On 21 March,Navroz (Nowruz), a festival celebrated in many communities and cultures, particularly those belonging to the Itnha-Shri tradition. It is also the Parsi New Year, Jamshed-e-Navroz -marked on the first day of the first month of the Shehenshai calendar followed by the Zoroastrian faith.
Named after the Persian ruler Jamshed, in whose reign the festival began, Jamshed-e-Navroz is symbolic of rejuvenation and revitalization.
For many communities, it marks the beginning of a new year and the first day of spring. More generally, it signifies a time of spiritual renewal and physical rejuvenation, as well as the spirit of gratitude for blessings and an outlook of hope and optimism towards the future.
Traditional food is cooked to mark the festival of Navroz. Parsee food is a combination of West Asian and Indian cuisine. Rava is a popular dish that is prepared with sooji, milk and sugar and mixed with rose water and grated nutmegs. Another dish is fried vermicelli which is cooked in sugar syrup and mixed with almonds and raisins.
To celebrate the festival, people meet each other and exchange greetings. Young people pay their respects to the elders. People exchange gifts and sweets among each other. The Navroz festival in fact brings to light the rich heritage and culture of the Parsee community. It also portrays the brotherhood and cordial harmony between the people of the community.
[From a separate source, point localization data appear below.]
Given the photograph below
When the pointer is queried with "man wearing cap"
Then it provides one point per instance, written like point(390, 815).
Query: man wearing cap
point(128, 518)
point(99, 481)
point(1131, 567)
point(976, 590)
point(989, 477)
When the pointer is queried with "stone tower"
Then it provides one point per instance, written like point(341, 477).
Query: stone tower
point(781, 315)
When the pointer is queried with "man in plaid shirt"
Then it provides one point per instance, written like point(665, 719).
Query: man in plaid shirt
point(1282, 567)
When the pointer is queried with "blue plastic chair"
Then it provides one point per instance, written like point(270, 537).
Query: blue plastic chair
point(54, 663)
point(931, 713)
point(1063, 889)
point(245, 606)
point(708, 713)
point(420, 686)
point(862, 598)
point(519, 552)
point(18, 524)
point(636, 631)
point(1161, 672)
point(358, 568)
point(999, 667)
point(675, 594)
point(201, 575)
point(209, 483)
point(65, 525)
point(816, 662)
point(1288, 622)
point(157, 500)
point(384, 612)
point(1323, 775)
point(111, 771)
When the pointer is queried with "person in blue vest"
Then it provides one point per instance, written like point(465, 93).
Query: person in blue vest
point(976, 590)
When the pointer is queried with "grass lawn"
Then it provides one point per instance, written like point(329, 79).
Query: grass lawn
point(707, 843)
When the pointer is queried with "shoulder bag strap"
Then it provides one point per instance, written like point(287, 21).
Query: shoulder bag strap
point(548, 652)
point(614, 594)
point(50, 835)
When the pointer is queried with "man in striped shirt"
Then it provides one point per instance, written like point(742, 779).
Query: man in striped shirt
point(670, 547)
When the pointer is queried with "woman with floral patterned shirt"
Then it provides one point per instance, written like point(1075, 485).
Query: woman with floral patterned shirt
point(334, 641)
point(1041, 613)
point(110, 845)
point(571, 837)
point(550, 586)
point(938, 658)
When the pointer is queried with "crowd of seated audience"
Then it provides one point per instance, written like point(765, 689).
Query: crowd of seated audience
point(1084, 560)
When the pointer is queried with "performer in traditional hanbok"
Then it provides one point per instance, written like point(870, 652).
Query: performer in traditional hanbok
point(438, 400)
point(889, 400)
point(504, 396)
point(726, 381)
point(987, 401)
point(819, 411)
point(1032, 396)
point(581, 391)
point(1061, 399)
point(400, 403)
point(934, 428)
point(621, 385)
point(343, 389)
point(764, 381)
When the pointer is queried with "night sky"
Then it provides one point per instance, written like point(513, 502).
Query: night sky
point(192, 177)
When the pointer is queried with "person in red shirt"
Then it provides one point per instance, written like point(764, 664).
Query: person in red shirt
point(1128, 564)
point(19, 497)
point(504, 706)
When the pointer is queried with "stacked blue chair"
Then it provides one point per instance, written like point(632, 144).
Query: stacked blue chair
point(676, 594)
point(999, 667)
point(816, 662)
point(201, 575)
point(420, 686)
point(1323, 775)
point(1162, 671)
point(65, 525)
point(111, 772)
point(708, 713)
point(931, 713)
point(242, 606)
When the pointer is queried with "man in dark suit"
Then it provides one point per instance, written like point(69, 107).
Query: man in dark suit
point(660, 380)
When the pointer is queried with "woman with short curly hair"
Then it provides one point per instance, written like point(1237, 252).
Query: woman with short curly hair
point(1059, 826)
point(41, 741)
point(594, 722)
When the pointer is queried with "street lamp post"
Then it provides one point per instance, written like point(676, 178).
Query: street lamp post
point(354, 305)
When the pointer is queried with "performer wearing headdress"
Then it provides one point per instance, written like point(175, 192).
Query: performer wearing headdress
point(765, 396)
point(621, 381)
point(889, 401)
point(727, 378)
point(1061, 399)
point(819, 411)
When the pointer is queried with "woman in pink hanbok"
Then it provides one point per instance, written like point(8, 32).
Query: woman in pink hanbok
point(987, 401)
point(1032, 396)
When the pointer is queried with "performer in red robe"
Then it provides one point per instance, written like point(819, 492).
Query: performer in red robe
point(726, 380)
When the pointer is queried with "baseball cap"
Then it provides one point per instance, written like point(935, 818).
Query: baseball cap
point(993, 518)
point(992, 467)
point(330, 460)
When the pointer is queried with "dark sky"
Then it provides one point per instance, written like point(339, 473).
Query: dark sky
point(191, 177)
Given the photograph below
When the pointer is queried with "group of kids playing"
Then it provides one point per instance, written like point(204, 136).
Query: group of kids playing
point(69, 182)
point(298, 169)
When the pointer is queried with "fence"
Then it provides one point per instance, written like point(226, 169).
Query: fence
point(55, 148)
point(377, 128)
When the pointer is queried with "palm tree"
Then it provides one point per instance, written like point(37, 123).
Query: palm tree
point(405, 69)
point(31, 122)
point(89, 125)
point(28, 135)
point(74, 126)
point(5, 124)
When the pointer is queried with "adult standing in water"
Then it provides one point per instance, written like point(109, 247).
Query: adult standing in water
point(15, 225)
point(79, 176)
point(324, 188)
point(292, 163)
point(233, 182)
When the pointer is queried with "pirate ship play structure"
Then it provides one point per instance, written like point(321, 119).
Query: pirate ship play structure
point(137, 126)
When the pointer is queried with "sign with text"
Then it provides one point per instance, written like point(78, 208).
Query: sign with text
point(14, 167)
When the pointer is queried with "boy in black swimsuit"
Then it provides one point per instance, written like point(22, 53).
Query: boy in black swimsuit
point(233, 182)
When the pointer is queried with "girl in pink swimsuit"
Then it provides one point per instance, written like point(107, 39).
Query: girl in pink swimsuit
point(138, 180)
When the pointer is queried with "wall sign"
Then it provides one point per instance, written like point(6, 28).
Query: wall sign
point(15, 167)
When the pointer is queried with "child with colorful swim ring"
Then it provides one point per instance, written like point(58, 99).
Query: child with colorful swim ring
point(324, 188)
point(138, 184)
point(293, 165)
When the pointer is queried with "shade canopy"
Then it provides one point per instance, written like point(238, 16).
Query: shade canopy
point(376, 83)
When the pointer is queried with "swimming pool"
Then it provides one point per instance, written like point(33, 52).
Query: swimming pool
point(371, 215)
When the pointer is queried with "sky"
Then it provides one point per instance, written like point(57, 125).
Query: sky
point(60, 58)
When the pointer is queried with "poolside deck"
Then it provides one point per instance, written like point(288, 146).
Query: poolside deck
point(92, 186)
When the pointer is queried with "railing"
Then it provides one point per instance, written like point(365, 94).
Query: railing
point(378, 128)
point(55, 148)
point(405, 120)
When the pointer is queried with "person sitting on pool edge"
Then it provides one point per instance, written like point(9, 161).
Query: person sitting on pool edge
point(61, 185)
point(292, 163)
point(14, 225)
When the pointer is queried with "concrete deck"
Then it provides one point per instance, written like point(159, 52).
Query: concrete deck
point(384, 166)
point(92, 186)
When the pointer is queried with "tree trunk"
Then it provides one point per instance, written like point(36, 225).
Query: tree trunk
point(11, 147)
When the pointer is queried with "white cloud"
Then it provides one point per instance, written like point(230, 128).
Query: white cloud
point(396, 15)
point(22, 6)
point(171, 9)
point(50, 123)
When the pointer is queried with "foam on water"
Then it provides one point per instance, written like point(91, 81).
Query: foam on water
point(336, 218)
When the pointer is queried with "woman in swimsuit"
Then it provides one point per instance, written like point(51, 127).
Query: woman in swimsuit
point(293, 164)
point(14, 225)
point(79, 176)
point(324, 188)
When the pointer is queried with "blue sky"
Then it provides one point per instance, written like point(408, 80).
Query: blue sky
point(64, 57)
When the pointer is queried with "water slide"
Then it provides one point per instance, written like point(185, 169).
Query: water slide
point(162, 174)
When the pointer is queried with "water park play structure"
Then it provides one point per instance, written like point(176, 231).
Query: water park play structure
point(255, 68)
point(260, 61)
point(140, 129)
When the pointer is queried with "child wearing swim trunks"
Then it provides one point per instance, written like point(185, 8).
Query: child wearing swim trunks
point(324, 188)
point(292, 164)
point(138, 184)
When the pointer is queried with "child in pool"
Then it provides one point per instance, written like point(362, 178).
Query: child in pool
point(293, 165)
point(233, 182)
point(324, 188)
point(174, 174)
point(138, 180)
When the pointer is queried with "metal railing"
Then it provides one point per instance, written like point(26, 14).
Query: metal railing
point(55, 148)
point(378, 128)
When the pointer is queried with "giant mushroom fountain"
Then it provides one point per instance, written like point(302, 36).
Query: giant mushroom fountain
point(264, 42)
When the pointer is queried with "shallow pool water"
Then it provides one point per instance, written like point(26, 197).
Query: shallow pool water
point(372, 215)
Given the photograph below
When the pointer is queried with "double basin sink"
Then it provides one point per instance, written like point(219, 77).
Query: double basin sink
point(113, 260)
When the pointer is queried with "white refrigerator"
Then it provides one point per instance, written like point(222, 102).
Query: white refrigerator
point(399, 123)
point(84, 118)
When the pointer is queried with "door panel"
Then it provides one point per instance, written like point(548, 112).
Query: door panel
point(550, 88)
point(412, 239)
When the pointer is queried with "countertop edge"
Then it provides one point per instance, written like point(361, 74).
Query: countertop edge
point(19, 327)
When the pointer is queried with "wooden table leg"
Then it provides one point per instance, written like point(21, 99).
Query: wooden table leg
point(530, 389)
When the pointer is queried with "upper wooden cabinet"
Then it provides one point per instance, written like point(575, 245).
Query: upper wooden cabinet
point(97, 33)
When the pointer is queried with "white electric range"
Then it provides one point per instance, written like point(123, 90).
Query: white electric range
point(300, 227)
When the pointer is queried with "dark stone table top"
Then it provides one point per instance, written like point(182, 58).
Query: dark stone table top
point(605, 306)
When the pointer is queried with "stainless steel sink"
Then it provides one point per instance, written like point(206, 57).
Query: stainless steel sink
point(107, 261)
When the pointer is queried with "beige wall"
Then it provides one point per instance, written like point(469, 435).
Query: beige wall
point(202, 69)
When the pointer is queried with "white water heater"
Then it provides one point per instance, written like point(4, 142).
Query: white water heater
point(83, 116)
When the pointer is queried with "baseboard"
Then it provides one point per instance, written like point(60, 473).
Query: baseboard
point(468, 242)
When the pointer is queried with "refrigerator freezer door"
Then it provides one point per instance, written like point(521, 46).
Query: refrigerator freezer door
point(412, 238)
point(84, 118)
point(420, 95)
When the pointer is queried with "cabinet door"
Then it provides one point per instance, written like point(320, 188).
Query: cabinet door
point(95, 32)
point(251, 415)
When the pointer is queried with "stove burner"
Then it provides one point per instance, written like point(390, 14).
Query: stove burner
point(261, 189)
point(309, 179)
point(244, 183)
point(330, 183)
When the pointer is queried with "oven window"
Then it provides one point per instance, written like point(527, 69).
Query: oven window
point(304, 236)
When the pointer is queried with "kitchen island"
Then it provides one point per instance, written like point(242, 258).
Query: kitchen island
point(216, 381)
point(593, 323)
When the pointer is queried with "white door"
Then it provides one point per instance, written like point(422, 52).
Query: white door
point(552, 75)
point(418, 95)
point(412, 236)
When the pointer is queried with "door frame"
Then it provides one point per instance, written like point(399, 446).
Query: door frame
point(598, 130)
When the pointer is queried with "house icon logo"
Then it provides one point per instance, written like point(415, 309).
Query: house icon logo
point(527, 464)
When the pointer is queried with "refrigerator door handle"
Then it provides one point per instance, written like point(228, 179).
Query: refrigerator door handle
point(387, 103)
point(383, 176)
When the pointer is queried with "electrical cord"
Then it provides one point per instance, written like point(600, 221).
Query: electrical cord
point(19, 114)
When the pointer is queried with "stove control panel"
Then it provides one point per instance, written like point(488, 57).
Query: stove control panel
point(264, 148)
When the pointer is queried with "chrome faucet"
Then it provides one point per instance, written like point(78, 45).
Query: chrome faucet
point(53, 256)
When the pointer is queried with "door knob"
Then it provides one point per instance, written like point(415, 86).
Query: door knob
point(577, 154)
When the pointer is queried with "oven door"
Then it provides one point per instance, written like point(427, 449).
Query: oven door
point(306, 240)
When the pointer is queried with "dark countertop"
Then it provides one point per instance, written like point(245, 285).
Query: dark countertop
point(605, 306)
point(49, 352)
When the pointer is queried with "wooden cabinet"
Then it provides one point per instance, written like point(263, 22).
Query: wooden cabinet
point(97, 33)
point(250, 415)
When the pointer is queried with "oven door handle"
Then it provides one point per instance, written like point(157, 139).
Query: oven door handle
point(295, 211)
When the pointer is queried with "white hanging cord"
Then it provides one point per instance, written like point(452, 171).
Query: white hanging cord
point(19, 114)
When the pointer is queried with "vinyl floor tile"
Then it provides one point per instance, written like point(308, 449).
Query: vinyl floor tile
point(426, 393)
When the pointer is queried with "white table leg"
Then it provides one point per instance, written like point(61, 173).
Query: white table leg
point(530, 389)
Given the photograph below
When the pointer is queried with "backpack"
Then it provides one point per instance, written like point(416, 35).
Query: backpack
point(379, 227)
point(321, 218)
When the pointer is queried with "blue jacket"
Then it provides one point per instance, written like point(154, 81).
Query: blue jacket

The UN’s General Assembly in 2010 recognized the International Day of Navroz, as the spring festival of Persian origin which has been celebrated for over 3,000 years. During the meeting of The Inter-governmental Committee for the Safeguarding of the Intangible Heritage of the United Nations, held between 28 September – 2 October 2009 in Abu Dhabi, Navroz was officially registered on the UNESCO List of the Intangible Cultural Heritage of Humanity.